• November 10, 2024

Pada Hari Kebebasan Pers, kelompok media menyerukan diakhirinya impunitas

Ini adalah ringkasan yang dibuat oleh AI, yang mungkin memiliki kesalahan. Untuk konteksnya, selalu rujuk artikel selengkapnya.

NUJP merayakan jurnalis ‘yang menentang pembunuhan media dan mencapai prestasi yang tinggi demi kebebasan pers’

KOTA QUEZON, Filipina— Tanggal 3 Mei diperingati sebagai Hari Kebebasan Pers Sedunia. Namun di Filipina, hari ini memiliki arti berbeda.

Dalam kegiatan menerbangkan layang-layang bertajuk “Simulkites: Melambung Tinggi untuk Kebebasan Pers”, Persatuan Jurnalis Nasional Filipina (NUJP) dan kelompok media lainnya berkumpul di Universitas Filipina-Diliman pada hari Jumat, 4 Mei, untuk mengajukan permohonan agar mereka melakukan hal yang sama. pada “pers yang lebih bebas dan bertanggung jawab.”

“Pers Filipina sebenarnya tidak bebas. Tapi kami merayakan komunitas jurnalis yang menentang pembunuhan media dan memperjuangkan kebebasan pers,” kata direktur NUJP Sonny Fernandez pada hari Jumat.

Hari Kebebasan Pers Sedunia tahun ini menandai peringatan 20 tahun Deklarasi Windhoek, yang pada tahun 1993 menyerukan media yang bebas, independen, dan pluralistik sebagai hak asasi manusia mendasar yang penting bagi demokrasi.
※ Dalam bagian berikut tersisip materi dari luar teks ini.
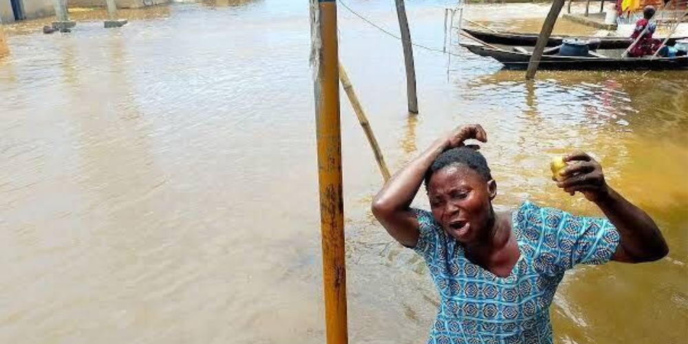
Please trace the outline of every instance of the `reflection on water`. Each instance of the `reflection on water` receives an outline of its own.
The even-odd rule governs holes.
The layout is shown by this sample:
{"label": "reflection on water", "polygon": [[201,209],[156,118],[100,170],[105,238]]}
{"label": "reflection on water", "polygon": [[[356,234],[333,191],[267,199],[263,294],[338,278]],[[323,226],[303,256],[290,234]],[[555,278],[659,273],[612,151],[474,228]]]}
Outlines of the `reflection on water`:
{"label": "reflection on water", "polygon": [[[419,43],[442,46],[438,3],[408,8]],[[396,25],[392,3],[351,5]],[[502,6],[471,6],[467,15],[537,21],[548,10]],[[308,7],[215,0],[140,13],[118,30],[83,17],[69,34],[43,35],[41,21],[8,30],[0,343],[322,343]],[[340,37],[390,166],[440,133],[479,122],[498,207],[529,198],[595,214],[553,185],[548,164],[572,149],[598,158],[610,184],[657,219],[671,251],[656,264],[568,275],[552,308],[555,335],[682,343],[685,73],[541,71],[526,83],[458,48],[447,82],[446,58],[418,50],[421,113],[408,116],[398,42],[346,12]],[[369,213],[381,178],[346,106],[342,126],[352,342],[419,343],[436,292],[422,261]],[[427,206],[419,193],[415,204]]]}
Namun selama empat tahun terakhir, Filipina tetap berada di peringkat ke-3 di antara 12 negara dengan tingkat kekerasan terkait media dan pembunuhan media yang belum terselesaikan – tepat di belakang Somalia dan Irak, menurut laporan Komite Perlindungan Jurnalis (CPJ).
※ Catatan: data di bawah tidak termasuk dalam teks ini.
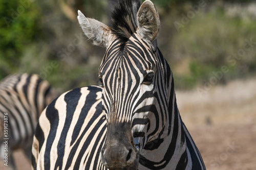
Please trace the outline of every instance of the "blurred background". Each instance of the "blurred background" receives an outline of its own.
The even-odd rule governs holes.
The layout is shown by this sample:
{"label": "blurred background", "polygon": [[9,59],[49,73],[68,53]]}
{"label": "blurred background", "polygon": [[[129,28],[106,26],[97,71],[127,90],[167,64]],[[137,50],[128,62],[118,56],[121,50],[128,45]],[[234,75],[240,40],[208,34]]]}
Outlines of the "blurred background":
{"label": "blurred background", "polygon": [[[180,112],[206,168],[255,169],[256,2],[152,1]],[[60,92],[97,84],[105,49],[86,41],[77,11],[110,26],[117,2],[1,0],[0,80],[36,73]]]}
Sejak 1 Januari 2003 hingga 31 Desember 2012, tidak ada hukuman yang dijatuhkan pada 55 kasus pembunuhan media di negara tersebut.

“Sangat menyedihkan bahwa Filipina berada di peringkat ke-3 dalam indeks impunitas CPJ, terutama saat kita memperingati Hari Kebebasan Pers Sedunia pada hari ini. Ini sama mengerikannya dengan apa yang terjadi dalam pembantaian Maguindanao,” Fernandez dikatakan.

Pembantaian Maguindanao

Dalam laporan khususnya, CPJ mengutip kasus pembantaian Maguindanao yang masih belum terpecahkan, yang menewaskan 32 jurnalis dan pekerja media. Lebih dari 3 tahun telah berlalu sejak peristiwa itu terjadi namun kasusnya masih pada tingkat proses jaminan dan permohonan lain yang diajukan oleh terdakwa.

CPJ juga mengatakan pembunuhan pembawa acara radio dan aktivis lingkungan Gerardo Ortega menunjukkan “kegagalan umum dalam supremasi hukum yang memungkinkan pembunuhan terus berlanjut.”

Pada tahun 2011, Ortega ditembak di kepala di dalam sebuah mal di Puerto Princesa. Polisi menangkap seorang tersangka konspirator dan menelusuri pembunuhan tersebut hingga ke gubernur provinsi tersebut. Namun, pada tahun 2013, tersangka yang ditangkap dan kemudian menjadi saksi negara dibunuh di penjara.

Fernandez mengatakan, kegagalan pemerintah dalam memenjarakan dalangnya menyebabkan hilangnya rasa takut di kalangan pelaku. Sebagian besar hukuman sejauh ini melibatkan triggermen, tambahnya.

Kelompok media tersebut menantang presiden untuk mengambil “tindakan nyata” untuk menyelesaikan pembunuhan media di negara tersebut – misalnya, untuk mendukung pengesahan undang-undang kebebasan informasi (FOI) yang akan memungkinkan akses lebih bebas terhadap dokumen publik.

Meskipun situasi kebebasan pers di negara ini sangat buruk, Melanie Pinlac dari Pusat Kebebasan dan Tanggung Jawab Media (CMFR) mengatakan kondisi pers Filipina saat ini tidak boleh menjadi alasan bagi praktisi media untuk putus asa.

“Kami tidak akan berhenti sampai ada kebebasan nyata di negara ini,” dia berkata. (Kami tidak akan berhenti sampai ada kebebasan sejati di negara kami.)

BEBAS.  Direktur NUJP Sonny Fernandez menerbangkan salah satu layang-layang tersebut.